“É a nova estrela da política nacional”. Era assim que o Expresso, há menos de um mês, introduzia uma entrevista à deputada Joacine Katar Moreira. A estrela, entretanto, eclipsou-se. A controversa conta de Twitter foi apagada. O originalíssimo assessor igualmente silenciado. Mas é importante entender como é que alguém que hostilizou a imprensa durante a campanha eleitoral, polarizou o debate em torno de si mesma e se diz anti-colonial num parlamento onde felizmente não há partidos colonialistas chegou aqui. E meu caro leitor, deixe-me que lhe diga, a culpa não foi só dela.

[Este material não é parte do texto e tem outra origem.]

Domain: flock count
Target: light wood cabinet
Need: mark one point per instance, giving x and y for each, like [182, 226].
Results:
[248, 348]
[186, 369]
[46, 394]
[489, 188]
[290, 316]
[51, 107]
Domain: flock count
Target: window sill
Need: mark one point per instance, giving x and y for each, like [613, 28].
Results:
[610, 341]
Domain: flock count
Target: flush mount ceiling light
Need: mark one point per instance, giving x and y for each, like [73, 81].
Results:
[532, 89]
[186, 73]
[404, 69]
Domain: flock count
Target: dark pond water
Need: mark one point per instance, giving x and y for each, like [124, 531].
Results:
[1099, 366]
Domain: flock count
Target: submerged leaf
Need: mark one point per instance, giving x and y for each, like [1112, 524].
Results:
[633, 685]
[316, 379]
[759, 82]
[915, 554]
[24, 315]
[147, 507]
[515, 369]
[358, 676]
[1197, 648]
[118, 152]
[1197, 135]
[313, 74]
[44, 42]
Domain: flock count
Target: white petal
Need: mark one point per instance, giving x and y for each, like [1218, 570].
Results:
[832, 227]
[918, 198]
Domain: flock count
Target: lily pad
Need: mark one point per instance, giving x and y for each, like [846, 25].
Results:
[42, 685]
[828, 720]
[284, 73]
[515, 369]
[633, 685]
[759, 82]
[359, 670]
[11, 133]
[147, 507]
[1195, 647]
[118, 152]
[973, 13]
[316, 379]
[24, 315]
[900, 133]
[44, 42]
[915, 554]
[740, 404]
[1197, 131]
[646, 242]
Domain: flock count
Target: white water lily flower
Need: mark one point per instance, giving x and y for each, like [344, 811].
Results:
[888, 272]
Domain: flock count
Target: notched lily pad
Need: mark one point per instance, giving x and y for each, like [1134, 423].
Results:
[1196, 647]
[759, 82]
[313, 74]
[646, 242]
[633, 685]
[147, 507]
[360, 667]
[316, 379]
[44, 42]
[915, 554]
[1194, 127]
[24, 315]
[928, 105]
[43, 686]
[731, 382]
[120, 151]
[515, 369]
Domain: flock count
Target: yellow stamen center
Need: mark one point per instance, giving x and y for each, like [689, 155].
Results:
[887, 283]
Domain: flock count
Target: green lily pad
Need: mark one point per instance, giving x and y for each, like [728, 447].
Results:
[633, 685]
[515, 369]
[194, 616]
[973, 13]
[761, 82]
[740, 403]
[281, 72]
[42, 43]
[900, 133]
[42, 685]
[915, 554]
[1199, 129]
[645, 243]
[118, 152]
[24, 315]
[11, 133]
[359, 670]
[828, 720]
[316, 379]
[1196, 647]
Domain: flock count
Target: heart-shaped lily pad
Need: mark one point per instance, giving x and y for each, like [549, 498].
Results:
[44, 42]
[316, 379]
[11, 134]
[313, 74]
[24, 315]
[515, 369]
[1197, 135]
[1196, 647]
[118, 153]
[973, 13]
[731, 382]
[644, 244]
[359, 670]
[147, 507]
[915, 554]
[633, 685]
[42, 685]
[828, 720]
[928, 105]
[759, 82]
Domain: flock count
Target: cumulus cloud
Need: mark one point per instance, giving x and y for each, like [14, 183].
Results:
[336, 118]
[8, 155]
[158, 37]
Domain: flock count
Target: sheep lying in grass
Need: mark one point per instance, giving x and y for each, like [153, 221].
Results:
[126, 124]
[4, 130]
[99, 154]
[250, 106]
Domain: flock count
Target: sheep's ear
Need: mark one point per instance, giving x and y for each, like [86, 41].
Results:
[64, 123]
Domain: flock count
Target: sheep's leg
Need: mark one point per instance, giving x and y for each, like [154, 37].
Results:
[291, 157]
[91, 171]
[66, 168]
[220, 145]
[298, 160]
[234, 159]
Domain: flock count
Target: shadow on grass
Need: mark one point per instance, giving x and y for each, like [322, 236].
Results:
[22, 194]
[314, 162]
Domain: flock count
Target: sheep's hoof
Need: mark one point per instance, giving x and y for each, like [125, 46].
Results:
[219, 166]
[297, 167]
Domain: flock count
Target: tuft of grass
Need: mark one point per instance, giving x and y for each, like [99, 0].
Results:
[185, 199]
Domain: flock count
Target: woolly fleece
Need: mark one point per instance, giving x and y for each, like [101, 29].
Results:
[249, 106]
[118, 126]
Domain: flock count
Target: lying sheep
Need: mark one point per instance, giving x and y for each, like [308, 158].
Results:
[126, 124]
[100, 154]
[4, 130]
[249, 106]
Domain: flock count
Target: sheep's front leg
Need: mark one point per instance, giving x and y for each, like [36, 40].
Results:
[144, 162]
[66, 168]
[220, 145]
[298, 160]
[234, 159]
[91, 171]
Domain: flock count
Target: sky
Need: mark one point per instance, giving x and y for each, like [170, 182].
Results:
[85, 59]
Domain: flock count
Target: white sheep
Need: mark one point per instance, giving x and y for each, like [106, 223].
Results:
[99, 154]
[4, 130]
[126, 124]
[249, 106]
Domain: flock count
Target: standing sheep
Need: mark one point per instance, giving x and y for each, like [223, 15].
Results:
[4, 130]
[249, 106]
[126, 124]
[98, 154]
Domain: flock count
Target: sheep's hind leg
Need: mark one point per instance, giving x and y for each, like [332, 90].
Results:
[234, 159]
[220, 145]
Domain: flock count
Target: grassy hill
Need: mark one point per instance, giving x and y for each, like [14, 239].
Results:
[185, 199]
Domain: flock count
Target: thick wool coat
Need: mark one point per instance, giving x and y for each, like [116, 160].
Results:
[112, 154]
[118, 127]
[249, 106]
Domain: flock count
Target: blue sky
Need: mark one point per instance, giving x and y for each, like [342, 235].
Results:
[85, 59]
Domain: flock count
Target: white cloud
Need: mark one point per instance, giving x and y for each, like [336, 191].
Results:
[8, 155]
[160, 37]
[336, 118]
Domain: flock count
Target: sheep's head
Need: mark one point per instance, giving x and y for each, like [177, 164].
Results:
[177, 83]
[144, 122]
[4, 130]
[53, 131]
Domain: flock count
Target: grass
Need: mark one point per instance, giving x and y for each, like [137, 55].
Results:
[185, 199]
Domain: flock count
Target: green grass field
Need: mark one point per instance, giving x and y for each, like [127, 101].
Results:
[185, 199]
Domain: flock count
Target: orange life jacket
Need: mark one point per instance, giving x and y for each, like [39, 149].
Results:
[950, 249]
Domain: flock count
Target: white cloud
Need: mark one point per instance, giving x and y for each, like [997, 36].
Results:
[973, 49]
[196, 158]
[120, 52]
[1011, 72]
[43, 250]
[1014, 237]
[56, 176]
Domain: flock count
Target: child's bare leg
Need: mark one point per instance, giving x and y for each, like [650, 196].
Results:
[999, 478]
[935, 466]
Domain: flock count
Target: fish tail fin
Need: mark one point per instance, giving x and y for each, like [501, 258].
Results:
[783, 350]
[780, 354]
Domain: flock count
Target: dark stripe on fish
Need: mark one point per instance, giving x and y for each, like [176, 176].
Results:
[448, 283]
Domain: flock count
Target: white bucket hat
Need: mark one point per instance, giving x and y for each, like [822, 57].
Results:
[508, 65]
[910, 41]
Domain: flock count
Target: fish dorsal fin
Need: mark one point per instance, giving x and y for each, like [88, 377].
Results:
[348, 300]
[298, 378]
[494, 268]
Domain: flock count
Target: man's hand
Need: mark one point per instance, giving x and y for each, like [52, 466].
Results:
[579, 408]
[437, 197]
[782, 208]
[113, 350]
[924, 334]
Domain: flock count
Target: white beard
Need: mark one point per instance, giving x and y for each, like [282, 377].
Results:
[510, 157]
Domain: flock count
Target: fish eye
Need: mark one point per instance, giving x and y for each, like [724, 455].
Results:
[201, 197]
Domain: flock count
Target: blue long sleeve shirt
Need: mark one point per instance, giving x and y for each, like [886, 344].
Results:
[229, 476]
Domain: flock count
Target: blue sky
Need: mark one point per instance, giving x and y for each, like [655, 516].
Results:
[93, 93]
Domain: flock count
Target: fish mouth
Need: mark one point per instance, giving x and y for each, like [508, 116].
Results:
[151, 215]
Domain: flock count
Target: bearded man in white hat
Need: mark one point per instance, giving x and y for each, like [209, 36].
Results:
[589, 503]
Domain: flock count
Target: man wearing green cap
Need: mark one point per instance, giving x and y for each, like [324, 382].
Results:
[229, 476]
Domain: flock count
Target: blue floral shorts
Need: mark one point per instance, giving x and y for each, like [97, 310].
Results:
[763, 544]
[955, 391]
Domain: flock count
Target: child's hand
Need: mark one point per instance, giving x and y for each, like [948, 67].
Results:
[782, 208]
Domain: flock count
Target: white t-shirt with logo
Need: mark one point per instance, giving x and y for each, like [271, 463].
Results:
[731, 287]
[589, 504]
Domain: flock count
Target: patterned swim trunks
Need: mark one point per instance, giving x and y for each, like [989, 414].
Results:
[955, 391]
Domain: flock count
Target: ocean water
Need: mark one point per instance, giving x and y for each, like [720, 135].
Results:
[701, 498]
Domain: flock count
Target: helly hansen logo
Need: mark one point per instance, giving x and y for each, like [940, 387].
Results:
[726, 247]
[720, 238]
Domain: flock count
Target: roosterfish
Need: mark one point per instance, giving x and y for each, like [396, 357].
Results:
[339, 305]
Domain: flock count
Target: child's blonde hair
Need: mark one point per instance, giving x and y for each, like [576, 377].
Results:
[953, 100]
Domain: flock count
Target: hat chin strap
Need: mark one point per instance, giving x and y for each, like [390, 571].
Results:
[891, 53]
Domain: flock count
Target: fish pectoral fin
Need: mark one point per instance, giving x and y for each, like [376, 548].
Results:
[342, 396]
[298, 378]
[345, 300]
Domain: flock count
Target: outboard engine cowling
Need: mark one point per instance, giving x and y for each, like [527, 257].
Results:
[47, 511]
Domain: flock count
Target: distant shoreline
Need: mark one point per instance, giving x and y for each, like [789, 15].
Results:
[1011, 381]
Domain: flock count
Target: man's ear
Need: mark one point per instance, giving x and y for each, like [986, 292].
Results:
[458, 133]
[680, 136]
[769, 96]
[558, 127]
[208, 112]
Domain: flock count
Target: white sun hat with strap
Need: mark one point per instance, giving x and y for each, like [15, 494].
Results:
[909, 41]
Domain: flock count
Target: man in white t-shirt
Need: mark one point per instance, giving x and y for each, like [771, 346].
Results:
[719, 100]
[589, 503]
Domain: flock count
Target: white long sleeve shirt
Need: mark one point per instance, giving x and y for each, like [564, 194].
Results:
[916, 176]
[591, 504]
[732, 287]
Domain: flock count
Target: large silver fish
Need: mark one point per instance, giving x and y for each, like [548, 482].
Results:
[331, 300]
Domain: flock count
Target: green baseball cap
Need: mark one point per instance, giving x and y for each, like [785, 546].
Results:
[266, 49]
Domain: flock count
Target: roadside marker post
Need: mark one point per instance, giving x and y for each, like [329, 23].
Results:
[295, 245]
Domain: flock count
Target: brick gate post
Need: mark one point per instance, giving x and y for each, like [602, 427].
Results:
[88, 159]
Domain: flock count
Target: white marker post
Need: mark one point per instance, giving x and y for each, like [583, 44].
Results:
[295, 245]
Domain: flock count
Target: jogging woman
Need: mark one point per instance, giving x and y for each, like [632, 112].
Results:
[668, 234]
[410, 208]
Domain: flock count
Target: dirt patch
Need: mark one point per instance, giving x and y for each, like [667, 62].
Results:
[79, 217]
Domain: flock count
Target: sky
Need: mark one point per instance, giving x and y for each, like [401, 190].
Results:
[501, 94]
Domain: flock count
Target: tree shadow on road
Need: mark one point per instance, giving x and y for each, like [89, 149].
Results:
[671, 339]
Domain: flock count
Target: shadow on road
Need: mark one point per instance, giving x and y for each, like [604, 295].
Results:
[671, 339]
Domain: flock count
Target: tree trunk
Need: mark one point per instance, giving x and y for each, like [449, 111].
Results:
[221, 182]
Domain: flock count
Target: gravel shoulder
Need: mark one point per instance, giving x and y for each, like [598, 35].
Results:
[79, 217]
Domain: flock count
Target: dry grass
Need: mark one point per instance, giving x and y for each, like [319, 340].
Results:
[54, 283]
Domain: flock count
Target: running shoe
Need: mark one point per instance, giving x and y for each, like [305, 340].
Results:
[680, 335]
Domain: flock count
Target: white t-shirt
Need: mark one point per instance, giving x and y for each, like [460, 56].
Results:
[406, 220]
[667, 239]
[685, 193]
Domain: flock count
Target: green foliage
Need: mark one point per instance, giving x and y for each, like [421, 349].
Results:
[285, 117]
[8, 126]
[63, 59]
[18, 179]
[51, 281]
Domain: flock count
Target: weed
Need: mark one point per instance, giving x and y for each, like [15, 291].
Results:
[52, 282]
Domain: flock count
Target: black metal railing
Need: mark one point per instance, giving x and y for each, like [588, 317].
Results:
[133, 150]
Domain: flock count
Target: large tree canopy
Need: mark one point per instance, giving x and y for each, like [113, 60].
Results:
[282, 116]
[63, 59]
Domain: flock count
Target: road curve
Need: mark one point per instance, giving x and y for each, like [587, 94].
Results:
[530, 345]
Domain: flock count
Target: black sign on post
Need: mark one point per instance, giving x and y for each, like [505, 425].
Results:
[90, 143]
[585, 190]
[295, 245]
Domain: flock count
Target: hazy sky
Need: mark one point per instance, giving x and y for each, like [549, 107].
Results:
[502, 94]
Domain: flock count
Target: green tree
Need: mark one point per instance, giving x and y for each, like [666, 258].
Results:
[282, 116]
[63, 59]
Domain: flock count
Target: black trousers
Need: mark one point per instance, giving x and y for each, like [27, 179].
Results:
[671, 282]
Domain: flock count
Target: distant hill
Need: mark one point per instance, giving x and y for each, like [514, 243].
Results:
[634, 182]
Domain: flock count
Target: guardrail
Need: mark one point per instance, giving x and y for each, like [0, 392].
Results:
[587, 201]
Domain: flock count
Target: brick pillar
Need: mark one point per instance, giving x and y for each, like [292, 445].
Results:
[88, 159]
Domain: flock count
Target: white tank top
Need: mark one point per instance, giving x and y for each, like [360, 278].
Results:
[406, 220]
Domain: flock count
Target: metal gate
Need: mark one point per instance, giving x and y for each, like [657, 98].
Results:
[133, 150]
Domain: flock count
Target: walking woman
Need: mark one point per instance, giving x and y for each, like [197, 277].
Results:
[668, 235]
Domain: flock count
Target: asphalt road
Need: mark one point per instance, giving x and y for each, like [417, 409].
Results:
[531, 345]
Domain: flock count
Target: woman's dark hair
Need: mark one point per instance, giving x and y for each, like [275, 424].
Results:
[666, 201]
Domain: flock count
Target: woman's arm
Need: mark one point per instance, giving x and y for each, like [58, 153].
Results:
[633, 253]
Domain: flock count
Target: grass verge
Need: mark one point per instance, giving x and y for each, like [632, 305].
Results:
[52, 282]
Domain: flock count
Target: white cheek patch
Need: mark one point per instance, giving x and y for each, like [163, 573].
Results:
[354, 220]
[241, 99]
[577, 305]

Com uma campanha em torno da sua raça e de políticas identitárias, birras por outros candidatos receberem mais protagonismo na capa de um jornal e amuos nas redes sociais quando a tratavam por tu, a popularidade de Joacine foi de uma persistência notável. Das escassas vezes que a criticaram, respondeu com acusações e colagens à “extrema-direita”, incluindo a personalidades que sempre combateram a extrema-direita. Às perguntas inconvenientes, naturais numa democracia, pediu que não a irritassem nem perturbassem o seu trabalho, sendo verdadeiramente hilariante imaginar o que aconteceria se um assessor de um partido não-socialista, publicamente maçom, chamasse um GNR para escoltar o seu deputado diante de um jornalista.
O episódio, apesar de tudo, contribuiu para pôr termo ao casulo acrítico antes concedido a Joacine.
O modo delirante como declarou ter vencido “as eleições sozinha”, num partido jovem que já contou com rostos como Rui Tavares, Ana Drago, Daniel Oliveira e múltiplos anónimos empenhados no seu percurso, não foi somente prova da ingratidão de Joacine face à bondade com que o espaço público a acolheu na vida pública, foi um momento de puro fracasso da democracia direta como forma de seleção de candidatos à Assembleia.
Na edição de dezembro da revista The Atlantic, um ensaio sobre as eleições primárias nos Estados Unidos explica ao milímetro as consequências deste modelo. “Um político detém uma perspetiva excecional para avaliar as capacidades, as ligações, o bom-senso e a responsabilidade para governar capazmente. Os eleitores precisam desse seu auxílio. Sem uma visão interna, o processo de nomeação torna-se vulnerável a manipulações de plutocratas, celebridades, figuras mediáticas e celebridades. Como forma de entretenimento, o sistema de primárias funciona bastante bem; como meio de avaliação de candidatos é inconfiável e até perigoso”. Familiar, não?
Se o Livre quiser sobreviver como Livre, e não repetir as humilhações do último mês, terá de repensar as primárias – em que qualquer um se arrisca a ganhar – como mecanismo de escolha dos seus deputados. Caso contrário, é previsível que tendências populistas e radicais como Joacine Katar Moreira se apoderem facilmente de posições de relevância dentro do partido e da sua representação eleitoral.
O amadorismo com que o Livre lidou com as votações, respondendo à pressão das reações no Facebook com comunicados institucionais, rompendo com a deputada sem falar com ela, deixando-a levar uma equipa exclusivamente sua para o parlamento, etc. são resultado de uma compreensível inexperiência política, não da sobranceria da própria Joacine.
Digo-o por considerar o Livre um projeto com potencial num regime de esquerda eurocética ou oportunista no seu europeísmo, de partidos tradicionais infectados pela corrupção e perante um PS distante da sua história parlamentar e liberal. E digo-o, sobretudo, porque ao contrário de Rui Tavares – que se aproveitou do iliberalismo de Viktor Orban para sucessivamente colar a ala conservadora do Partido Popular Europeu ao PSD e ao CDS – consigo não chamar podre à árvore de onde cai uma má maçã.